Down time is far less existent than I ever imagined. There is not as much time to process as we adults would like as 4 kids do not always make for peaceful travel companions. Sometimes we worry that it's going by in a blur and the kids are not processing all that they should. Our desire to be intentional with this blessing probably haunts us more than necessary but, then again, we are both first born children.

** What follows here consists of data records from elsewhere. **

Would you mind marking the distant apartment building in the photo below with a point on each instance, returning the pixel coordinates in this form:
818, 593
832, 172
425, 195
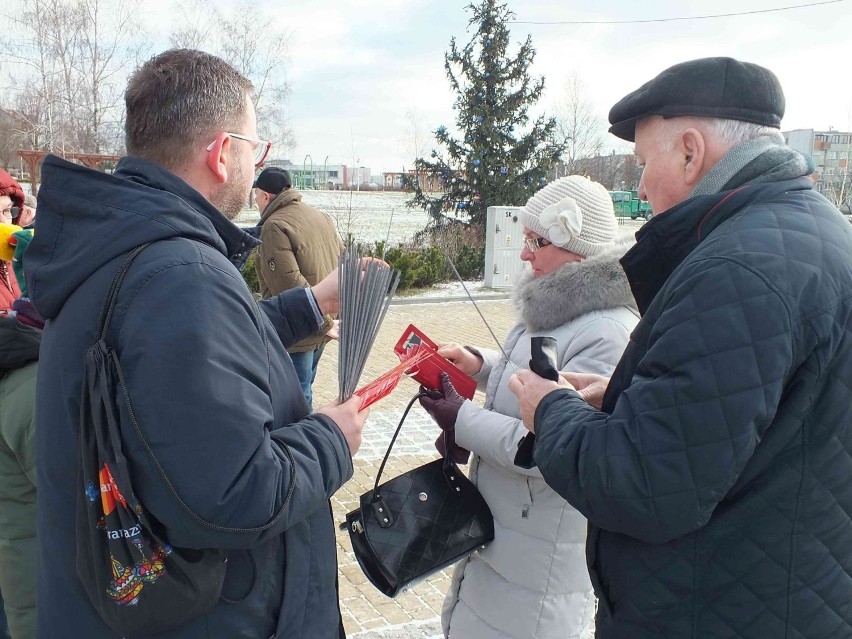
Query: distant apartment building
393, 180
831, 152
324, 176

Personally this trip has had its challenges for me. My struggles with my feet have been mentioned numerous times and will not be expanded upon here. Sufficient to say that it's not fun to travel (especially to unfamiliar places) when not feeling 100% and add to that being sick for about month, part of me sincerely wanted to pull the plug and either head home or else find a place to just settle down somewhere for the second half (which was always our Plan B) where medical care could be more easily accessed. I have not fully been able to have the experience I had hoped for as many of the things I enjoy just couldn't be done: playing with the boys and running to name two. But I suppose that life always has a way of throwing us curve balls which require faith and perseverance and while we often do not appreciate it at the time, eventually we see what God was up to. I'm annoyed at the time that it took to figure out the issues and the energy spent navigating various health care systems but it is one way to experience the world outside the U.S. too. I have now started some new meds which seem to be helping and everyone feels they would like to continue if I am able. So, that is our plan - we have been putting off committing to new plans until we decided. This week, we have booked our Safari tour in South Africa and also purchased our tickets to Morocco after our time in the Middle East, which we are also diligently working on planning. My hope is the second half will be significantly better than the first.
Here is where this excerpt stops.